Killing them gets exponentially harder over the next 6 months if there were a successful campaign across the internet to switch to these services, and 2021 is very close to seeing a very significant grassroots campaign like that truly take off. Certainly the time has never been better and the populace never been more primed to make the move out of the walled gardens.
Google has no (competitive) horse in the messenger race, so while that theory might fit your ideological point of view, I don’t understand why Google itself would have any incentive (or grounds) to remove an open source chat app.
Google counts up every minute users spend using their electronic devices.
In their world view, every single minute per day spent looking at screens that don’t have Google ad targeting is a minute that a competitor is stealing value from Google.
Facebook (24%) and Google (32%) compete pretty intensely for mobile ad spend. While we don’t know how much Facebook uses Google ads, that theory isn’t particularly satisfying because they compete so intensely.

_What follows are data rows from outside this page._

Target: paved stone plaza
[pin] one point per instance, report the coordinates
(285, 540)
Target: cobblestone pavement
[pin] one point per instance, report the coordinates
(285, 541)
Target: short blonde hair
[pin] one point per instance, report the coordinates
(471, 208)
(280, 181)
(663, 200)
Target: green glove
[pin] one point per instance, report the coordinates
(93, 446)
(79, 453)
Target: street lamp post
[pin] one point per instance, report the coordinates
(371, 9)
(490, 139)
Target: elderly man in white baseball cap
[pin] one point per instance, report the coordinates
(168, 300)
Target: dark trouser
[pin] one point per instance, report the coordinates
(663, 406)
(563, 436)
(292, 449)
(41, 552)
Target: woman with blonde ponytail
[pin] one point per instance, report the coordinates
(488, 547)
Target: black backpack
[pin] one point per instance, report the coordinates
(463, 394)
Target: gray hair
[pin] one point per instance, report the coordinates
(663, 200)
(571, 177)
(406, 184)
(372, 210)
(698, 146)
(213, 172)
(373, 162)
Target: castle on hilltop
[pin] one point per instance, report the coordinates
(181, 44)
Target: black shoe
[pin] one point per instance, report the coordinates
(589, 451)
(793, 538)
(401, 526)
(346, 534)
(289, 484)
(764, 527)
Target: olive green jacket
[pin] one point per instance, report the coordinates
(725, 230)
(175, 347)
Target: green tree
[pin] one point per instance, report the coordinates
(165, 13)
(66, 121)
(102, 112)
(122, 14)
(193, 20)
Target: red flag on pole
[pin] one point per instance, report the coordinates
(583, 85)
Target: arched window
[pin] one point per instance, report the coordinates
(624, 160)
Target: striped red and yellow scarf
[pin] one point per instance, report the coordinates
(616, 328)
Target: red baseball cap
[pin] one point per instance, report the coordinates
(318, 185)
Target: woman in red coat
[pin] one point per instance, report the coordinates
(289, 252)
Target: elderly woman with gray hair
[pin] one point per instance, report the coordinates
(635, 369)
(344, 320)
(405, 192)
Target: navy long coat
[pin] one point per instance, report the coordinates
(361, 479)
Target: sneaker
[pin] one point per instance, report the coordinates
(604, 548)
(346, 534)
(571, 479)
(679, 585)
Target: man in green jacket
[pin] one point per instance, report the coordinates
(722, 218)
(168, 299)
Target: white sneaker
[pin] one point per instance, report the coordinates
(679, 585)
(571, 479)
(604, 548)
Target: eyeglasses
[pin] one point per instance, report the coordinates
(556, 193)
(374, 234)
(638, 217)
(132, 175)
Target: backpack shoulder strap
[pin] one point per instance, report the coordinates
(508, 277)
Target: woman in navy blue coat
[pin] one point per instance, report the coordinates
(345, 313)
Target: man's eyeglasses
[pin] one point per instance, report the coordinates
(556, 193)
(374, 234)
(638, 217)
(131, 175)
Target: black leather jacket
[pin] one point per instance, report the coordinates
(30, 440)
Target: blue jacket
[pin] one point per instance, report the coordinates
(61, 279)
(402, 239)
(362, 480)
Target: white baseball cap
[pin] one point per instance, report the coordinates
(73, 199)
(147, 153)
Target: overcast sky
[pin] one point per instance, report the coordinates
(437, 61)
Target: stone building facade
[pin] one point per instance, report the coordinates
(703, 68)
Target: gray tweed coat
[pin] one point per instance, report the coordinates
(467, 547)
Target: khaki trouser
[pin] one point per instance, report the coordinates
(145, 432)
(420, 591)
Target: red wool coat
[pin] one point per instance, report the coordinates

> Facebook (24%) and Google (32%) compete pretty intensely for mobile ad spend. While we don’t know how much Facebook uses Google ads, that theory isn’t particularly satisfying because they compete so intensely.
Discord, a huge chat software, is hosted on Google Cloud. This might help explain why they tried to kill Element, a client for Matrix, a competing chat software with similar targeted user base.
There is an absolutely unprecedented shift going on as we speak, one of those groundswell events that have the potential to shift usage habits of hundreds of millions of people.
We got a taste just recently with the shift away from WhatsApp based on a TOS update. Imagine arguing last year that ten million users would jump ship based on a TOS change?
Matrix, and services of its ilk, are absolutely an existential threat to Google in the next 20 years.
Don’t forget that Google has all the threat intel you could possibly imagine from their existing analytics platforms. They will see the shift coming before anyone.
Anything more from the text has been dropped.